NeolithicHillbilly@gmail.com

Progress might have been all right once but it's gone on for far too long.

Offline nugget

  • Member
  • Posts: 1,995
  • I see, I hunt, I shoot, I eat
Re: Growing my own
« Reply #2 on: November 12, 2007, 10:20:04 pm »
Awesome!!! Can't wait.  :o
Thanks a bunch
Life is not a journey to the grave with the intentions of arriving safely in a pretty and well preserved body.
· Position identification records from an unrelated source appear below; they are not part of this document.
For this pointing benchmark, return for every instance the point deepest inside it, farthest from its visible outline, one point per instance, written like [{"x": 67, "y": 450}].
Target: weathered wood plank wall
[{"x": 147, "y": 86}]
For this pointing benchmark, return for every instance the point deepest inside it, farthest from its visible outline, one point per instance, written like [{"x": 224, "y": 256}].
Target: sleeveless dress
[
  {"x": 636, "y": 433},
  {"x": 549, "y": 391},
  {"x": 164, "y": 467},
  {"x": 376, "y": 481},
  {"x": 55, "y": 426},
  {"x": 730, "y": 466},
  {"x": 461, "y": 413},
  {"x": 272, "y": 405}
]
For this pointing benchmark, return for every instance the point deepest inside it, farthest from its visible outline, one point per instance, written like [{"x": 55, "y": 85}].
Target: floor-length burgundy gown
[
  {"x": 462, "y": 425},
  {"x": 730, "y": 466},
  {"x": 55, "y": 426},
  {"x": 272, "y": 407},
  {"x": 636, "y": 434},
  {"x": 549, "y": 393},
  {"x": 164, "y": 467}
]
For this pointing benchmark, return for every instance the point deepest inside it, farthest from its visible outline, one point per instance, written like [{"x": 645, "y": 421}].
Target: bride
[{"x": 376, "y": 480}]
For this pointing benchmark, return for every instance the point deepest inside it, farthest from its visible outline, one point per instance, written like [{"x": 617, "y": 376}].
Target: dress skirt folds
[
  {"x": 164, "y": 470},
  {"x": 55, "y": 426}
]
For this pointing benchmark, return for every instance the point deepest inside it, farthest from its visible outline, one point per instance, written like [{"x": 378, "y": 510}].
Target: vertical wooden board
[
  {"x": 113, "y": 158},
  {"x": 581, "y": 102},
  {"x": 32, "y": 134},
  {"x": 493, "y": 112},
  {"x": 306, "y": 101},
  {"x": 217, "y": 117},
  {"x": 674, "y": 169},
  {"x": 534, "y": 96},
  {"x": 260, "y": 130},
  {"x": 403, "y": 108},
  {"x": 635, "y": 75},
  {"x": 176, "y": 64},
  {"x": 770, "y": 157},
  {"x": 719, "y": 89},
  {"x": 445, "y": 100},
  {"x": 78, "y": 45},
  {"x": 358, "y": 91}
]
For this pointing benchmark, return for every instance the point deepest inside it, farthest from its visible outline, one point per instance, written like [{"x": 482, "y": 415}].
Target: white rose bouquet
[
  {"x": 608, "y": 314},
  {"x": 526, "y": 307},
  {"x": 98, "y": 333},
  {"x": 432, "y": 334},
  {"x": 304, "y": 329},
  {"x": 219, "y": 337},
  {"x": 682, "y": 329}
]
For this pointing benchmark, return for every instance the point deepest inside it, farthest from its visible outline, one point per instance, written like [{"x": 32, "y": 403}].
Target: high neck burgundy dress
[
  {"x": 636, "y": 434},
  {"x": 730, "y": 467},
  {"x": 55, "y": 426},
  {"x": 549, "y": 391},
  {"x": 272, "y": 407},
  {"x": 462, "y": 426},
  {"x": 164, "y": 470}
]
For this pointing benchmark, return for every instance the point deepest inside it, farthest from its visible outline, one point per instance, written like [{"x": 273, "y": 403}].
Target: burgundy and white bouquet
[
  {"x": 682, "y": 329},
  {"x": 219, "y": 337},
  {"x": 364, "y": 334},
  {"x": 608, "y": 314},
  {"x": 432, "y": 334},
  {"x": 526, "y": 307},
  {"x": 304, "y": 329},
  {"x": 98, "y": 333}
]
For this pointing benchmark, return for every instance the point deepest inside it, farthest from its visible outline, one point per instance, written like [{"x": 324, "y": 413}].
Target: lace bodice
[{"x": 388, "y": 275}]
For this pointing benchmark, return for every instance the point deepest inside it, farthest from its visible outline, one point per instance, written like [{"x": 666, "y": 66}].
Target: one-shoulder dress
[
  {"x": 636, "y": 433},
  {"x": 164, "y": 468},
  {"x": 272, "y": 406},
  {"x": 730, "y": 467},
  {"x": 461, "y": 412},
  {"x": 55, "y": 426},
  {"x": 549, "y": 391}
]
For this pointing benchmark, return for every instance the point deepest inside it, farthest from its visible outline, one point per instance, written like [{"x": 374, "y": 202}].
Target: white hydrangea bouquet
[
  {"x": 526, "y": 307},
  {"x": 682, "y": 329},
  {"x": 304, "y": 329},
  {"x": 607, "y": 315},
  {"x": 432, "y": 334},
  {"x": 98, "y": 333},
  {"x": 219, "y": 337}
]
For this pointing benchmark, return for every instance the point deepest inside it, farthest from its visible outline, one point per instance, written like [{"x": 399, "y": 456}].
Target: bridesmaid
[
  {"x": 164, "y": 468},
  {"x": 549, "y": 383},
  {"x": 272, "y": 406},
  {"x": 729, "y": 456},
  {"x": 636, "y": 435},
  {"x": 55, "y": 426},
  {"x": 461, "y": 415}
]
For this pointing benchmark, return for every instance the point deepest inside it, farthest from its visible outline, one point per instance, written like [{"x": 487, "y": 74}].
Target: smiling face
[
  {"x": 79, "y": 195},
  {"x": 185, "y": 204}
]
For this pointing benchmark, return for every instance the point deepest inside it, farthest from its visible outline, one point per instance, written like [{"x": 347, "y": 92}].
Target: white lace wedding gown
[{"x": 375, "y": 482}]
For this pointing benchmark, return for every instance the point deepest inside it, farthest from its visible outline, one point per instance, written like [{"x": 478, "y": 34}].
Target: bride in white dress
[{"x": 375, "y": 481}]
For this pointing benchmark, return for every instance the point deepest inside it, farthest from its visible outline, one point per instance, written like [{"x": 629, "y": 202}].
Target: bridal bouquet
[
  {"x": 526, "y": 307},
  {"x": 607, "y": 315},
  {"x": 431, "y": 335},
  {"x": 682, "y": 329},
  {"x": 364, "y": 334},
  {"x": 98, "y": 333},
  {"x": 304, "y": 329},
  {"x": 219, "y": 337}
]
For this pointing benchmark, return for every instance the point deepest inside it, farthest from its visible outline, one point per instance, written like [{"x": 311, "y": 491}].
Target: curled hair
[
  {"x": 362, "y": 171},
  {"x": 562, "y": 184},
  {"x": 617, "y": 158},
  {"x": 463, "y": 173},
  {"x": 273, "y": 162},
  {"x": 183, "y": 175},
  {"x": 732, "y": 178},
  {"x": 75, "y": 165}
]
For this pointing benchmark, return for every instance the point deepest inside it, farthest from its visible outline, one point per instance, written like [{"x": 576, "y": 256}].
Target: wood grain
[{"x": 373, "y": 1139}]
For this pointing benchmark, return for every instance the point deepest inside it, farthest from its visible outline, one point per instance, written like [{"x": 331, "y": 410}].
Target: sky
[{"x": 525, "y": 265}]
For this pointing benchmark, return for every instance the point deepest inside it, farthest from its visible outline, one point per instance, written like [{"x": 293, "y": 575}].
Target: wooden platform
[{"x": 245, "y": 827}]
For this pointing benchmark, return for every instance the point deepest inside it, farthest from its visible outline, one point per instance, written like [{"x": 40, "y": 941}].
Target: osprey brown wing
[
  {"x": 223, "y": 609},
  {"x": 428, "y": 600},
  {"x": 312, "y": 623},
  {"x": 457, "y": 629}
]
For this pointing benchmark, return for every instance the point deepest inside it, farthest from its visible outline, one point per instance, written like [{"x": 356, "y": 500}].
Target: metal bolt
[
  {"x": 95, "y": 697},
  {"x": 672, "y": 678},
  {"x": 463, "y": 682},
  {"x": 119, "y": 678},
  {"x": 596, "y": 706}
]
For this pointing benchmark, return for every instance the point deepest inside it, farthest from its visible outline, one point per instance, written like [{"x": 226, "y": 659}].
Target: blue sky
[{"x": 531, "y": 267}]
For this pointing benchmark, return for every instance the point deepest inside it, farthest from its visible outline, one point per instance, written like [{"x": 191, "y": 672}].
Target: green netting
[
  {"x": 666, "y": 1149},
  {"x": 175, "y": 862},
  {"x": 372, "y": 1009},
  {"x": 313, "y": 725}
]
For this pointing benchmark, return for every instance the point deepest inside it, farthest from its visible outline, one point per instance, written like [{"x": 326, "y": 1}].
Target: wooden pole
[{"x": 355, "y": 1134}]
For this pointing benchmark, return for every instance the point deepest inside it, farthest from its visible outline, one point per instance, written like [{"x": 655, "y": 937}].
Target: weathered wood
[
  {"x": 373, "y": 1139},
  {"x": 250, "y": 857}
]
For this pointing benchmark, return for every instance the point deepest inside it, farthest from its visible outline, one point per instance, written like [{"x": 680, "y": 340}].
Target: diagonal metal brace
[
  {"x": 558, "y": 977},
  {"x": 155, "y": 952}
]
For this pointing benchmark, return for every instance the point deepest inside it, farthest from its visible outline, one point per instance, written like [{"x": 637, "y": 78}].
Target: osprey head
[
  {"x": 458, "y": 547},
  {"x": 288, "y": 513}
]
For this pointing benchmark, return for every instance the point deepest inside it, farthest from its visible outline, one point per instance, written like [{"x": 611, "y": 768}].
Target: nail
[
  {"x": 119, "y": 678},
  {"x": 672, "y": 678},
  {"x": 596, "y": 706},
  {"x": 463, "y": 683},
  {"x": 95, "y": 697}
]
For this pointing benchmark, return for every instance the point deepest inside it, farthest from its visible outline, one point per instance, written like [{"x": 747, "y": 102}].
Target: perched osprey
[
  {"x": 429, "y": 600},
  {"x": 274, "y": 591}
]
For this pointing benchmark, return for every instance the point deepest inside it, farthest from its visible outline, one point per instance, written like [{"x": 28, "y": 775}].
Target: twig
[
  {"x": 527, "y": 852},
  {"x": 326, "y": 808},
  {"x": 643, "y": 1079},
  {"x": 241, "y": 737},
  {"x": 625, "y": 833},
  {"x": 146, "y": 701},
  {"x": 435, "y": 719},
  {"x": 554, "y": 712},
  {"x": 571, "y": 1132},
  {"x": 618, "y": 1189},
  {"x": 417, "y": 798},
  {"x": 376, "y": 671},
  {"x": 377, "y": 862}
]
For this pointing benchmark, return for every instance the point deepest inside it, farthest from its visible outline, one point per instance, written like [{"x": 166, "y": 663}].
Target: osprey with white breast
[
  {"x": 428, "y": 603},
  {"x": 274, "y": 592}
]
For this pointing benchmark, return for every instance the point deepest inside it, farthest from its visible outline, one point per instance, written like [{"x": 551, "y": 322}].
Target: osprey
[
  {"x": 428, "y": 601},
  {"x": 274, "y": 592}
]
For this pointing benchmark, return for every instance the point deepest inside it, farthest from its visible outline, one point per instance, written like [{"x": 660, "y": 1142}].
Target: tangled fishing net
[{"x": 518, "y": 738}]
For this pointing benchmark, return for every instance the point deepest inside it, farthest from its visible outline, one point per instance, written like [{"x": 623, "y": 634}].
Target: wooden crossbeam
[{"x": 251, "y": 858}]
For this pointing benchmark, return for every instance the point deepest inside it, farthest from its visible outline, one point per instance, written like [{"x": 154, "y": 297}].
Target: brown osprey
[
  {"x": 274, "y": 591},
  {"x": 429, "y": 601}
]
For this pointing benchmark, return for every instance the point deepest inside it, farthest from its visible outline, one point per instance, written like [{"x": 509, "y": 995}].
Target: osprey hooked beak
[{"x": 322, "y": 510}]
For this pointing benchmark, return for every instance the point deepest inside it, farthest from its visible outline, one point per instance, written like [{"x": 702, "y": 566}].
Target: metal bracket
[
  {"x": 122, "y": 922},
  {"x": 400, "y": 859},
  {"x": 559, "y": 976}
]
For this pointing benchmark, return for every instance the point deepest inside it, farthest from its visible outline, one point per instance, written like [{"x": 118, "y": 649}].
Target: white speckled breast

But rather to slide in sideways, thoroughly used up, totally worn out and loudly proclaiming....WOW WHAT A RIDE!!

Offline Pat B

  • Administrator
  • Member
  • Posts: 37,609
Re: Growing my own
« Reply #3 on: November 13, 2007, 12:31:36 am »
I've heard you can put them in a bucket of water over the winter and come spring pour the slurry in a shallow trench and cover with soil. I believe Chris Cade did it this way.     Pat
Make the most of all that comes and the least of all that goes!    Pat Brennan  Brevard, NC

Offline nugget

  • Member
  • Posts: 1,995
  • I see, I hunt, I shoot, I eat
Re: Growing my own
« Reply #4 on: November 16, 2007, 10:40:44 pm »
Well I will give it a try. I will post pics as they grow.
Life is not a journey to the grave with the intentions of arriving safely in a pretty and well preserved body. But rather to slide in sideways, thoroughly used up, totally worn out and loudly proclaiming....WOW WHAT A RIDE!!